My one moto every year is enjoy. Sadly too many people don’t enjoy their work. I try to create an environment where people enjoy work, because when they do, then they produce their best work.

For example, the lunch room at a high school isn’t the cleanest of places, as you can imagine. We expect that. To mitigate this issue, I started Thursday Karaoke at lunch, which was a huge hit. At the same time, I set clear expecattions that in order for the students to continue karaoke, they had to keep the lunch area clean. And they did! Adding some fun along with expectations provides the incentive needed for people to do their best work.

If you create fun combined with clear expectations people will rise to the occasion.


 

We used to say “Failure Isn’t an Option.” But the reality is that it is, and we need to be able to learn from our failures.

 

— Dr. Shahzad

 


 

On Handing Ownership Over to Others

This goes along with my ability to empower people. I thrive on building relationships, trust and empowering others. I always want to believe that people can do their very best if there are clear expectations. I take time to clarify that we are on the same page and then step aside, giving them the creative freedom to accomplish their own task. I don’t micromanage, but I do make sure to check in to see how they are doing. I always try to remember, “Inspect what you Expect.”

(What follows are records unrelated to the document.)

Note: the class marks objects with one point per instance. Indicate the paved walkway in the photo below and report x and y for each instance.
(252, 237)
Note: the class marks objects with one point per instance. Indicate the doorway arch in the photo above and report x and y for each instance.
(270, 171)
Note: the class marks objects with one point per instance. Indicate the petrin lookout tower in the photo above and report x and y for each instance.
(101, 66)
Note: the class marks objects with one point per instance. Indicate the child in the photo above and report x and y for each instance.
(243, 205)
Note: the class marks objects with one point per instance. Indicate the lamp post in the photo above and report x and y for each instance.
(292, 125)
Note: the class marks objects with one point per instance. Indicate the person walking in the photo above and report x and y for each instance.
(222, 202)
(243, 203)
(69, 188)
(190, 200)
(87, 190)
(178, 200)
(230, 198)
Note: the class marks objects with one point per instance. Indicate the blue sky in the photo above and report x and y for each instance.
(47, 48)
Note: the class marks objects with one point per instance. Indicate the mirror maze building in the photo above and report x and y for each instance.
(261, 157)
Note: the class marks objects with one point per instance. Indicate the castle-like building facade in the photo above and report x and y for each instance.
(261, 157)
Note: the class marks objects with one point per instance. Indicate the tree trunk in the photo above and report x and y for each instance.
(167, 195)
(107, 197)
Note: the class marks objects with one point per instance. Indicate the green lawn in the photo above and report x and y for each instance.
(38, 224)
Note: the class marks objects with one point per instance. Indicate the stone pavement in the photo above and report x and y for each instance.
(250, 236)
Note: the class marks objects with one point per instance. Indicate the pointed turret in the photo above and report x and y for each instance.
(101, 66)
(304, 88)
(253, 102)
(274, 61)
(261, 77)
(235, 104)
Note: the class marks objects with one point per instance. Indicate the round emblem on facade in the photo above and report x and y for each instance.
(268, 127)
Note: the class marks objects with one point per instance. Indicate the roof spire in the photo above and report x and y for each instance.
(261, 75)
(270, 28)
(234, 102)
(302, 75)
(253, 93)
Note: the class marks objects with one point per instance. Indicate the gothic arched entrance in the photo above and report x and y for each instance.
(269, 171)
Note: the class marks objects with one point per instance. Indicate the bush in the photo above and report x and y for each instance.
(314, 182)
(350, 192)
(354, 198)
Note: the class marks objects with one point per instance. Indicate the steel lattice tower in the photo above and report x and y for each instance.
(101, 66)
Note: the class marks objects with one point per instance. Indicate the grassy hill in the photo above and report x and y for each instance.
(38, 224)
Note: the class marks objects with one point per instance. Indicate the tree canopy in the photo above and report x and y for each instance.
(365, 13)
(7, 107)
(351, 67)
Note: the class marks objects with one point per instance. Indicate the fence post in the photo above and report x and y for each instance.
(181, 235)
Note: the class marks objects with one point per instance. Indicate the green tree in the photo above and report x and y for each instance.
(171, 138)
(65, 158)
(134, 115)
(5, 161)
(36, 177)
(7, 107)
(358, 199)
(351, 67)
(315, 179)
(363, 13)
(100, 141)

If they aren’t meeting expectations, it’s time to have a really honest conversation. Maybe I need to offer more support? You have to know your people. Some people do better with less structure, whereas other people need more. I try to just be there for them, and if there is failure, it is okay. Failure is a part of the learning process. I actually just offered a parent seminar called, “Failure is an Option” because we used to say “Failure Isn’t an Option.” But the reality is that it is, and we need to be able to learn from our failures.

Reflections on My Path to Multiplier Leadership

Our district bought all of us The Multiplier Effect book. That helped me understand what a Multiplier does versus what a Diminisher does. Reading the book really inspired me. I also had the opportunity to attend a workshop on Multipliers, and it has influenced how I lead. I encourage all leaders to read Multipliers.

I was shocked and am overwhelmed by this honor. I don’t know if I am worthy of the title of Multiplier of the Year. I am so blessed by the support of the people around me. When I saw the names of all the other people who have been nominated, I am humbled. I am in a little town, in a little school doing my best to make an impact.